Отношения между временем и пространством отныне становились процессуальными, изменчивыми и динамическими, а не предопределенными и инертными. «Завоевание пространства» теперь стали понимать как использование более быстрых машин. Ускоренное движение означало большее пространство, и ускорение движения становилось единственным средством расширения пространства. В этой погоне игра состояла в пространственной экспансии, а ставкой в ней было пространство; пространство сделалось ценностью, время — инструментом. Чтобы извлечь максимальную пользу из этой ценности, требовалось отточить инструменты: большая часть «инструментальной рациональности», что, по предположению Макса Вебера, определяла принцип существования современной цивилизации, сосредоточенной на разработке способов, позволяющих быстрее решить свои задачи, исключая при этом «непроизводительное», праздное, пустое и поэтому потраченное впустую время; или, выражая то же самое в терминах результатов действий, а не средств, она сосредоточивается на более плотном заполнении пространства объектами и увеличении пространства, которое могло быть заполнено за данное время. На пороге современного завоевания пространства Декарт, предвосхищая события, отождествил существование с пространственными характеристиками, определив все, что существует материально, как res extensa. (Как остроумно выразился Роб Шилдз, можно перефразировать известное cogito Декарта, не искажая его значение, как «я занимаю пространство, следовательно, я существую» [17].) Когда процесс завоеваний сошел на нет и приблизился к концу, Мишель де Серто — оглядываясь назад — заявил, что власть была связана с территорией и границами. (Как Тим Крессуэлл недавно резюмировал точку зрения де Серто, «оружие сильных… — это классификация, разграничение, разделение. Сильные зависят от уверенности в своих картах» [18]. Заметьте, что все перечисленные виды оружия — это действия над пространством.) Можно сказать, что различие между сильными и слабыми — это различие между территорией, нанесенной на карту — тщательно охраняемой и постоянно контролируемой, — и территорией, открытой для вторжения, изменения границ и составления новых карт. По крайней мере это верно для значительной части современной истории.

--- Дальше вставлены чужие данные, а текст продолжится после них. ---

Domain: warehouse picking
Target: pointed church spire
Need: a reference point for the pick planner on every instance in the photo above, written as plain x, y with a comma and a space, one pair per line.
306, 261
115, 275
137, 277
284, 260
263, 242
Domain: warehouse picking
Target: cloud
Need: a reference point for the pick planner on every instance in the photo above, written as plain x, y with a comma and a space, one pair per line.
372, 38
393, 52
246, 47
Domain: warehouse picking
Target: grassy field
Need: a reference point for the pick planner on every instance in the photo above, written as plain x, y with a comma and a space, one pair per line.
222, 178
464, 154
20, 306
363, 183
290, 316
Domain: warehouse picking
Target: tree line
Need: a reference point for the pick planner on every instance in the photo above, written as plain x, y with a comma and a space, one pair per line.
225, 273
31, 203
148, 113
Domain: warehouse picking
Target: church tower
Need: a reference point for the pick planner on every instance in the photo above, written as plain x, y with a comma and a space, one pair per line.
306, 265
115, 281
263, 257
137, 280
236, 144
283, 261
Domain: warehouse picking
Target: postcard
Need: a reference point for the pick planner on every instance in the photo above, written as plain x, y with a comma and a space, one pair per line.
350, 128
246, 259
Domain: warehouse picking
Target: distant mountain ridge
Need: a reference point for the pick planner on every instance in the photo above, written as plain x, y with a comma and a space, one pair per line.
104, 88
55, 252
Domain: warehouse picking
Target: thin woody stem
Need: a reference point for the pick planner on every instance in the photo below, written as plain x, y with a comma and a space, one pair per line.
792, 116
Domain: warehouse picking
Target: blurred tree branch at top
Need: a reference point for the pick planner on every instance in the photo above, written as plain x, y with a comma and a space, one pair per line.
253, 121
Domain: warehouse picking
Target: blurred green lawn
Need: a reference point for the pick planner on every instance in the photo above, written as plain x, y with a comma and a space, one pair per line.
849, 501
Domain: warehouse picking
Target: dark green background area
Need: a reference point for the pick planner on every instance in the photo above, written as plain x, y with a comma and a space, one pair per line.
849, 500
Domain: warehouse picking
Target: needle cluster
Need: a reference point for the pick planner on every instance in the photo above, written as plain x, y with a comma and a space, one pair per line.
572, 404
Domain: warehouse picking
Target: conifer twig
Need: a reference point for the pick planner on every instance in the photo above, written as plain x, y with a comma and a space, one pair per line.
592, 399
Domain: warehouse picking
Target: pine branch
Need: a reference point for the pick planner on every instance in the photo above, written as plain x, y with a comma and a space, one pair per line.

Та часть истории, которая сейчас подходит к своему завершению, может быть названа за отсутствием лучшего термина эпохой hand wake, или тяжелой современностью, — современностью, озабоченной большими размерами, руководствующейся принципами «Чем больше, тем лучше» и «Размер — это власть, количество — это успех». Это была эра hand wake; эпоха тяжелых и громоздких машин, длинных фабричных стен, окружавших просторные фабричные цеха и «проглатывающих» многочисленные фабричные бригады, массивных локомотивов и гигантских океанских лайнеров. Завоевать пространство было высшей целью — захватить такое его количество, какое можно было удержать, и удерживать его, размечая на всем протяжении ясными символами обладания и надписями «Посторонним вход воспрещен». Территория была одной из наиболее острых современных навязчивых идей, а ее приобретение — наиболее навязчивым современным стремлением, тогда как охрана границ была одним из наиболее популярных, бурных и постоянно растущих современных пристрастий.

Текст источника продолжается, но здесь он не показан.